Roman stayed silent. He had thought the same thing more than once over the past five days.

Yet he had also watched Miss Hartley with Liliana.

He had seen the way the baby reached for her instantly, the way she held her with such natural confidence, the way the child seemed to calm the moment she was in Miss Hartley’s arms.

“If she is lying,” Roman said carefully, “she is doing an excellent job of caring for the child while she does it.”

His mother turned around to face him. “The baby needs to be sent away.”

“No.”

“The scandal is growing worse by the day, Roman. Every newspaper in London is writing about it. People are talking. People are whispering. Do you know what they are saying?”

“I can guess.”

“They are saying the baby is yours,” his mother continued, her voice rising.

“They are saying you fathered an illegitimate child and the mother left her on your doorstep because you refused to acknowledge her. They are saying you are hiding the truth to protect your reputation.” She took a sharp breath.

“They are destroying this family’s name, and you are letting them do it. ”

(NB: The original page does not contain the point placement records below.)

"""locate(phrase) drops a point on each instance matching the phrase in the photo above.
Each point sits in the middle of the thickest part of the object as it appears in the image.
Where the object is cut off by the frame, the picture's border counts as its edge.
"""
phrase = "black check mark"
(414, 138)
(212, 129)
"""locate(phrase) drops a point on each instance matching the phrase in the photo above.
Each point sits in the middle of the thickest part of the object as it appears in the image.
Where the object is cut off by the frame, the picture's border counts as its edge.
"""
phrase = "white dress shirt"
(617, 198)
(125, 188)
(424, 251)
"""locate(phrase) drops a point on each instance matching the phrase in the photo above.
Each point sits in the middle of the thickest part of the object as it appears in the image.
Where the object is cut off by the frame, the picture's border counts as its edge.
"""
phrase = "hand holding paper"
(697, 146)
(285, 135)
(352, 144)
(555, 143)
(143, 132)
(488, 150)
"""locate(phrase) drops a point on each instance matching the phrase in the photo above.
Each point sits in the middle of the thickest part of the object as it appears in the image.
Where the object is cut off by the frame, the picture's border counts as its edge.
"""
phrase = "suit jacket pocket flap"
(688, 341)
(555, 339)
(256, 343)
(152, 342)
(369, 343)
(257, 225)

Roman stood up. He had not meant to rise so quickly, but the words came out before he could stop them.

“The child stays.”

“Roman—”

“The child stays until I know where she came from and who sent her here. I will not send an innocent infant to an orphanage just because of gossip. I will not be that kind of man.”

His mother stared at him. Her face had gone pale. Her hands were clenched tightly at her sides, and her gray eyes were bright with something that looked very much like fear.

“You may not like the answer,” she said quietly, “when you finally discover where she came from. You may not like it at all.”

Roman went very still. “What does that mean?”